To say I was upset would be like saying 9/11 was simply sad.
In reality, I think the firey rage that burned in my soul melted the paint off the siding of my parents' house. Immediately, I brought it to your husband's attention, and proceeded to flip the ever-loving fuck out. I literally could not form full coherent thoughts, let alone sentences. The fact that The Husband was holding my sleeping son probably saved his life. The only thing saving your life was my advanced stage of pregnancy. I didn't deem you worthy of the possible danger to myself and my unborn daughter that would come from dealing with your cheap, skeezy ass. So I did the next-best thing, in my mind. I sent you a series of text messages, detailing the numerous reasons you would never have ANY form of contact with The Husband, EVER again, lest you create a situation where I took legal action and had restraining orders placed on you. As I fully expected, you denied EVERYTHING...until your husband confronted you, and you sang like a bird! Then you had the nerve to yell at *me* for being mad, saying I'd no right to be mad because I'd OK'd it before. As it turned out, you'd completely ignored the part where I'd said NOT WHEN YOU'RE ALONE, OR WITHOUT TELLING US FIRST, so of course you didn't see any problem with it.

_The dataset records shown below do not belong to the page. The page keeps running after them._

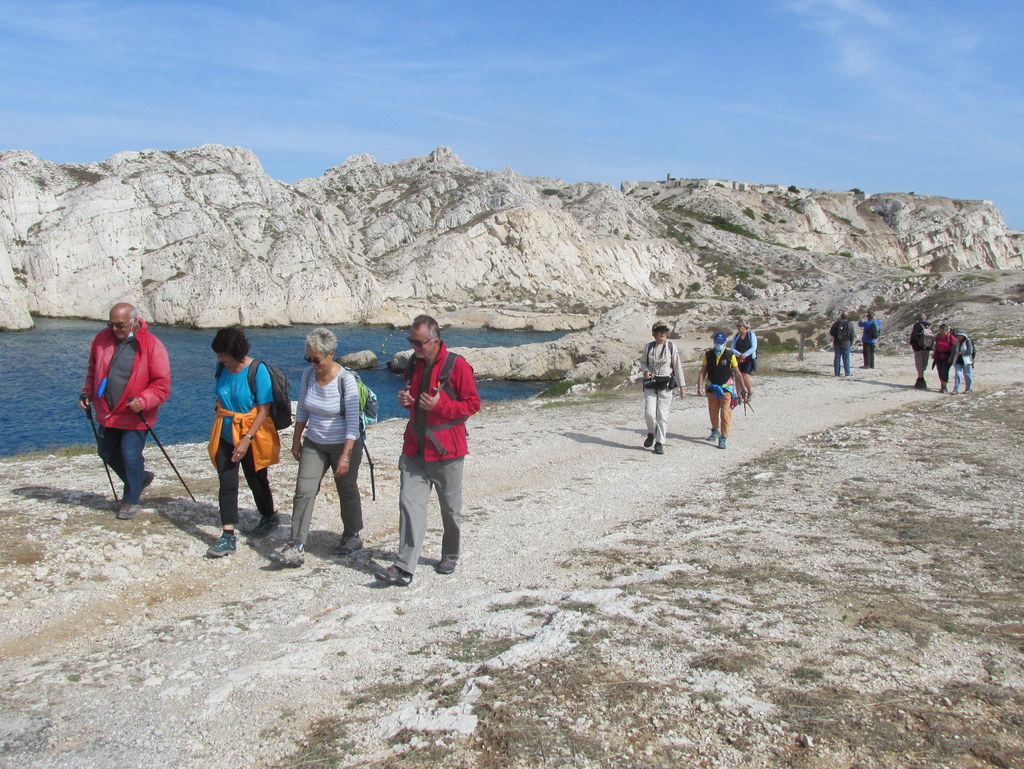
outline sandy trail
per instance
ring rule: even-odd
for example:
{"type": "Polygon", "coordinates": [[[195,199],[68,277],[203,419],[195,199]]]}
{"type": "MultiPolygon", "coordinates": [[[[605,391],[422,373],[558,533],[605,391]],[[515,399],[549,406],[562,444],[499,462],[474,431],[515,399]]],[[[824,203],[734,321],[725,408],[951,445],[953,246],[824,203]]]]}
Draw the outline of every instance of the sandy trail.
{"type": "MultiPolygon", "coordinates": [[[[372,711],[376,698],[392,701],[406,690],[415,702],[424,682],[466,675],[467,663],[450,648],[455,640],[536,630],[522,616],[496,614],[496,605],[606,589],[608,575],[581,553],[635,542],[642,555],[666,530],[659,516],[669,507],[709,482],[744,477],[766,452],[946,397],[909,387],[912,366],[902,356],[880,356],[879,369],[851,379],[834,378],[830,360],[812,353],[759,376],[754,411],[735,414],[724,452],[703,440],[706,401],[692,394],[676,401],[662,457],[641,447],[639,388],[487,405],[470,421],[459,568],[452,576],[431,568],[439,546],[434,506],[408,589],[381,588],[372,576],[396,540],[397,421],[371,431],[377,501],[369,500],[364,468],[367,548],[348,559],[330,555],[339,521],[333,487],[325,487],[305,566],[294,570],[265,557],[286,526],[230,558],[203,558],[216,531],[203,446],[172,447],[199,505],[181,500],[173,473],[147,450],[161,477],[143,500],[147,511],[131,522],[114,520],[94,457],[3,463],[0,763],[262,766],[342,707],[372,711]]],[[[1020,379],[1018,359],[986,367],[978,385],[990,391],[1020,379]]],[[[290,458],[272,470],[282,512],[294,472],[290,458]]],[[[710,524],[706,535],[721,530],[710,524]]],[[[552,638],[555,647],[564,641],[552,638]]],[[[472,733],[471,698],[459,701],[447,710],[388,707],[367,718],[351,760],[386,755],[402,727],[472,733]]]]}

There was intense arguing about it for probably a solid week. During which you tried to tell me the whole thing was my fault for being pregnant and "depriving The Husband of his most basic desires," calling me selfish. After days of (what I now see as) pointless back-and-forth arguing, I quit trying to get past your stupidity to make you see the reality and the wrongness (shut.the.fuck.up, it IS TOO a word), and I just ceased all contact. You raged on for days, hurling insults (that did and didn't have your desired effect), and finally got the clue and stopped. Any further conversations were had between your husband and myself, since we were the only two could talk about it without feeling the urge to rip each other's heads off.

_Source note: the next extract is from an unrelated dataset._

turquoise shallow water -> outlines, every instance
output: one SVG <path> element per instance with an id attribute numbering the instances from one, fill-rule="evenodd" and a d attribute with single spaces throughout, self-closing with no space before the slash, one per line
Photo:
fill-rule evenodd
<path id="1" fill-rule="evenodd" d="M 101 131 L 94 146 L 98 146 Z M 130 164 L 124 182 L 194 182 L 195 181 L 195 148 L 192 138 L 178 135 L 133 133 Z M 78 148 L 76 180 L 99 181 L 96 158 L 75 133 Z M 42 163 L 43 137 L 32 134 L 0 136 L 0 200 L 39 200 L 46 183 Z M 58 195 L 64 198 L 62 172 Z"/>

Things carried on that way through Christmas, Boogaloo's birthday, The Husband's and my anniversary, New Year's Eve, and most of New Year's Day. Then when your husband got arrested you had nowhere else to turn, couldn't afford to bail him out yourself, didn't know anyone else with the resources to do it without judging you, and so you turned back to us.
Right now, however, I need to take some time to cool down and stop shaking with repressed rage. I'll come back to this later.